- Associated Press - Tuesday, May 15, 2012

BOSTON (AP) — Gov. Deval Patrick praised lawmakers Tuesday for tackling the high cost of medical care in Massachusetts while expressing reservations about some aspects of cost containment legislation, including a proposal to create a new state agency responsible for monitoring health care expenditures.

Patrick’s remarks to a breakfast meeting of the Greater Boston Chamber of Commerce came hours before the state Senate was scheduled to debate a wide-ranging bill that seeks to reduce health care costs by more than $150 billion over the next 15 years. House leaders have also introduced a version of the bill, the most sweeping attempt at overhauling health care in the state since then-Gov. Mitt Romney signed a first-in-the-nation universal health care law in 2006.

Patrick said both bills have a “lot to like,” but he said he was not convinced of the need for a semi-independent authority to oversee the health care market, as proposed by both chambers of the Legislature. The governor called the creation of such agencies that have less public accountability “a bad Massachusetts habit.”

Patrick said he believed a new law could be effectively administered within the current framework of state government.

During a question-and-answer period with business leaders following the speech, Patrick also expressed reservations about a proposal in the House version of the bill that would charge an assessment to hospitals or other providers that charge rates more than 20 percent above the median rate in Massachusetts for similar services.

The idea, which has drawn comparisons to the so-called luxury tax assessed on high-spending Major League baseball teams, is aimed at smoothing over market disparities that Attorney General Martha Coakley and others have identified as one of the major drivers of soaring health care costs.

Patrick said he was not sure the assessment was necessary, adding that Coakley’s office already had the tools to control unwarranted hospital rates.

“I am a capitalist,” the governor said in his speech, assuring the gathering that included hospital and insurance company officials that he had no desire to punish the health care sector, the state’s largest employer.

“But I am not a market fundamentalist,” he added. “I don’t believe the market always gets everything just right. And the health care industry is most certainly not a perfectly rational market.”

Both the Senate and House versions of the bill would, generally, peg annual growth in health care expenditures to overall growth in the state economy. But the goals set by the two branches differ slightly. The Senate proposal would limit growth to the state’s Gross State Product (GSP), while the House sets a more aggressive goal of half a percent below GSP.

Patrick said he tends to lean toward the more ambitious benchmark offered by the House.

“I think the industry can do better than GSP,” he said.

Patrick unveiled his own health care cost containment bill in a February 2011 speech to the same organization. While he strongly backs the 2006 Massachusetts law, which became a blueprint for the national health care law, Patrick has focused much attention on making care more affordable.

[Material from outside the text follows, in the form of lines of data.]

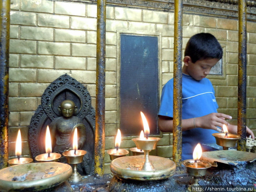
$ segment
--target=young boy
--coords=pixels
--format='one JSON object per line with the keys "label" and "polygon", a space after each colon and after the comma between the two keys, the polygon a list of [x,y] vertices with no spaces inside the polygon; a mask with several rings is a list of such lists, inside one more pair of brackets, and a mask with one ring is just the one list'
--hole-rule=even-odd
{"label": "young boy", "polygon": [[[194,148],[198,143],[215,143],[212,133],[222,131],[223,124],[229,132],[237,133],[237,126],[225,119],[232,117],[217,112],[218,106],[213,87],[205,78],[211,68],[222,58],[222,49],[212,35],[202,33],[192,36],[188,42],[182,68],[182,159],[192,159]],[[173,79],[164,86],[158,113],[158,126],[163,132],[172,132]],[[246,127],[248,135],[254,138]],[[203,151],[210,147],[202,146]]]}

The governor said while the industry has already taken a number of positive steps on its own to rein in costs, Massachusetts residents still spend between $13 billion and $20 billion more than necessary on health care each year. Also, he said, per capita health care spending has risen nearly three times as much as median family income in the past decade.

Patrick has encouraged providers to move away from a fee-for-service approach, which charges patients for each individual test and procedure, and toward an integrated or global payment system that stresses overall patient outcomes.